76: GreyBeards talk backup content, GDPR and cyber security with Jim McGann, VP Mkt & Bus. Dev., Index Engines

In this episode we talkindexing old backups, GDPR and CyberSense, a new approach to cyber security, with Jim McGann, VP Marketing and Business Development, Index Engines.

Jim’s an old industry hand that’s been around backups, e-discovery and security almost since the beginning. Index Engines solution to cyber security, CyberSense, is also offered by Dell EMC and Jim presented at a TFDx event this past October hosted by Dell EMC (See Dell EMC-Index Engines TFDx session on CyberSense).

It seems Howard’s been using Index Engines for a long time but keeping them a trade secret. In one of his prior consulting engagements he used Index Engines technology to locate a a multi-million dollar email for one customer.

Universal backup data scan and indexing tool

Index Engines has long history as a tool to index and understand old backup tapes and files. Index Engines did all the work to understand the format and content of NetBackup, Dell EMC Networker, IBM TSM (now Spectrum Protect), Microsoft Exchange backups, database vendor backups and other backup files. Using this knowledge they are able to read just about anyone’s backup tapes or files and tell customers what’s on them.

But it’s not just a backup catalog tool, Index Engines can also crack open backup files and index the content of the data. In this way customers can search backup data, with Google like search terms. This is used day in and day out, for E-discovery and the occasional consulting engagement.

Index Engines technology is also useful for companies complying with GDPR and similar legislation. When any user can request information about them be purged from corporate data, being able to scan, index and search backups is great feature.
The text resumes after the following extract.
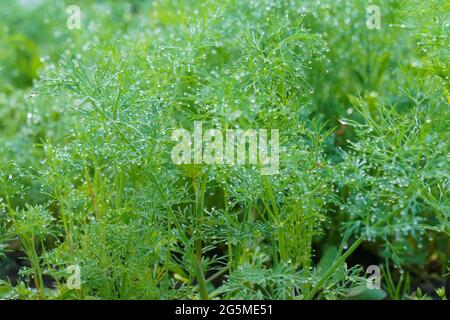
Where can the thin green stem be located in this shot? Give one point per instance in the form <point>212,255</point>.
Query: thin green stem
<point>333,268</point>
<point>199,208</point>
In addition to backup file scanning, Index Engines has a multi-PB, indexing solution which can be used to perform the same, Google-like searching on a data center’s file storage. Once again, Index Engines has done the development work to implement their own, highly parallelized metadata and content search engine, demonstratively falter than any open source (Lucene) search solution available today.

CyberSense

All that’s old news, what Jim presented at a TFDx event was their new CyberSense solution. CyberSense was designed to help organizations detect and head off ransomware, cyber assaults and other data corruption attacks.

CyberSense computes a data entropy (randomness) score as well as ~39 other characteristics for every file in backups or online in a custmer’s data center. It then uses that information to detect when a cyber attack is taking place and determine the extent of the corruption. With current and previous entropy and other characteristics on every data file, CyberSense can flag files that look like they have been corrupted and warn customers that a cyber attack is in process before it corrupts all of customers data files.
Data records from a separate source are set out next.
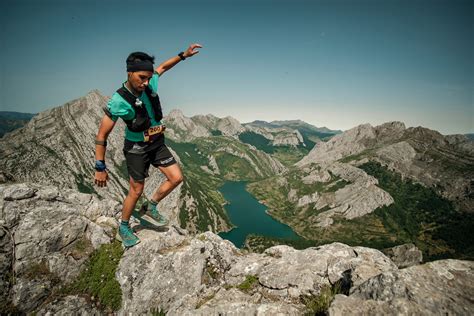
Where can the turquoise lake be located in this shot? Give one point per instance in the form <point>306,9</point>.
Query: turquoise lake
<point>249,216</point>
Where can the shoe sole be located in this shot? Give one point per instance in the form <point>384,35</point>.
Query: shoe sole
<point>147,220</point>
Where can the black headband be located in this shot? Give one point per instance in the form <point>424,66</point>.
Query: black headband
<point>142,65</point>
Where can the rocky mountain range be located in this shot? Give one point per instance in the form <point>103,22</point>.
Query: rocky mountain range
<point>10,121</point>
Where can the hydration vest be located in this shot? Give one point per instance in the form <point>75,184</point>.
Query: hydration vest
<point>141,122</point>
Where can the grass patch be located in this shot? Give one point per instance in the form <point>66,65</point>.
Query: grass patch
<point>319,304</point>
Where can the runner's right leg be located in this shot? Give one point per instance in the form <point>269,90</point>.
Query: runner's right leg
<point>125,233</point>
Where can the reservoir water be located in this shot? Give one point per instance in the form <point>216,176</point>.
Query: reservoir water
<point>249,216</point>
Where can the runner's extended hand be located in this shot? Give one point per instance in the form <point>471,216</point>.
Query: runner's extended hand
<point>192,50</point>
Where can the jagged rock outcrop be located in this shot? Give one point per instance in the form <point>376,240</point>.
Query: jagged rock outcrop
<point>203,275</point>
<point>57,147</point>
<point>358,197</point>
<point>404,256</point>
<point>69,305</point>
<point>47,234</point>
<point>278,136</point>
<point>262,163</point>
<point>440,287</point>
<point>182,128</point>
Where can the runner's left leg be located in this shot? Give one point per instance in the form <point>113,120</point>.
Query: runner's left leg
<point>174,177</point>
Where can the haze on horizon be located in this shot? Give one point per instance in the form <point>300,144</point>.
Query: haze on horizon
<point>334,63</point>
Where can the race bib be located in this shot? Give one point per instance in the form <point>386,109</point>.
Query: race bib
<point>153,132</point>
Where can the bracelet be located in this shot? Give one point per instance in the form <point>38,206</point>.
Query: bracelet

One typical corruption is to change file extensions. CyberSense cracks open file contents and can determine if it’s an office or other standard document type and then check to see if its extension matches its content. Another common corruption is to encrypt files. Such files necessarily have an increased entropy and can be automatically detected by CyberSense

When CyberSense has detected some anomaly, it can determine who last accessed the file and what executable was used to modify it. In this way CyberSecurity can be used to provide forensics on who, what, when and where about a corrupted file, so that IT can shut the corruption activity down before it’s gone to far.
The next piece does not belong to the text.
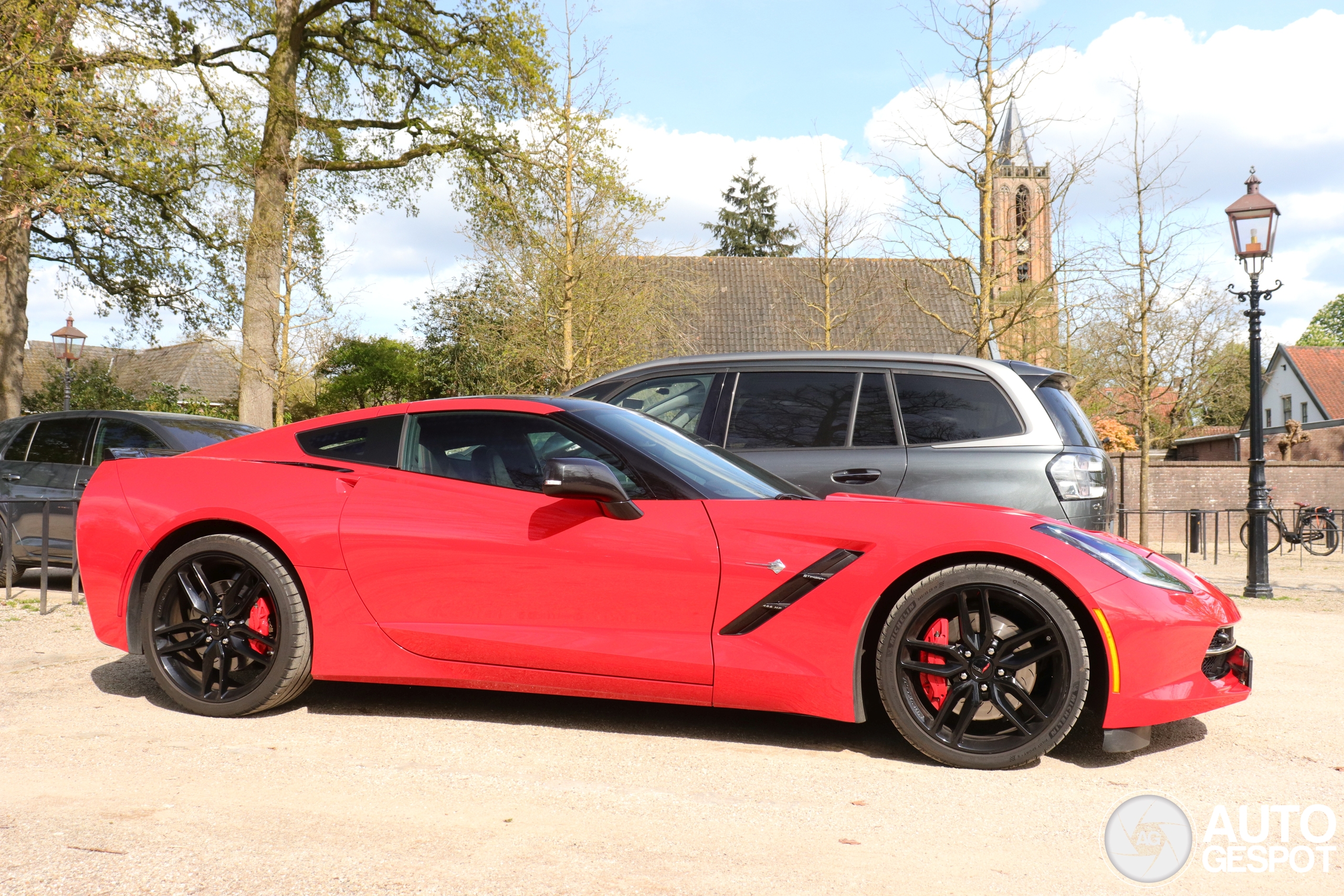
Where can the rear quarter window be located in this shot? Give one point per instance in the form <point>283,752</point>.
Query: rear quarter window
<point>953,409</point>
CyberSense can be configured to periodically scan files online as well as just examine backup data (offline) during or after it’s backed up. Their partnership with Dell EMC is to do just that with Data Domain and Dell EMC backup software.

Index Engines proprietary indexing functionality has been optimized for parallel execution and for reduced index size. Jim mentioned that their content indexes average about 5% of the full storage capacity and that they can index content at a TB/hour.

Index Engines is a software only offering but they also offer services for customers that want a turn key solution. They also are available through a number of partners, Dell EMC being one.

The podcast runs ~44 minutes. Jim’s been around backups, storage and indexing forever. And seems to have good knowledge on data compliance regimes and current security threats impacting customers, across the world today . Listen to our podcast to learn more.

Jim McGann, VP Marketing and Business Development, Index Engines

Jim has extensive experience with the eDiscovery and Information Management in the Fortune 2000 sector. Before joining Index Engines in 2004, he worked for leading software firms, including Information Builders and the French based engineering software provider Dassault Systemes.

In recent years he has worked for technology based start-ups that provided financial services and information management solutions. Prior to Index Engines, Jim was responsible for the business development of Scopeware at Mirror Worlds Technologies, the knowledge management software firm founded by Dr. David Gelernter of Yale University. Jim graduated from Villanova University with a degree in Mechanical Engineering.

Jim is a frequent writer and speaker on the topics of big data, backup tape remediation, electronic discovery and records management.

41: Greybeards talk time shifting storage with Jacob Cherian, VP Product Management and Strategy, Reduxio

In this episode, we talk with Jacob Cherian (@JacCherian),  VP of Product Management and Product Strategy at Reduxio. They have a produced a unique product that merges some characteristics of CDP storage and the best of hybrid and deduplicating storage today into a new primary storage system. We first saw Reduxio at VMworld a couple of years back and this is the first chance we have had a chance to talk with them.

Backdating data

Many of us have had the need to go back to previous versions of files, volumes and storage. But few systems provide an easy way to do this. Reduxio is the first storage system that makes this extremely effortless to do.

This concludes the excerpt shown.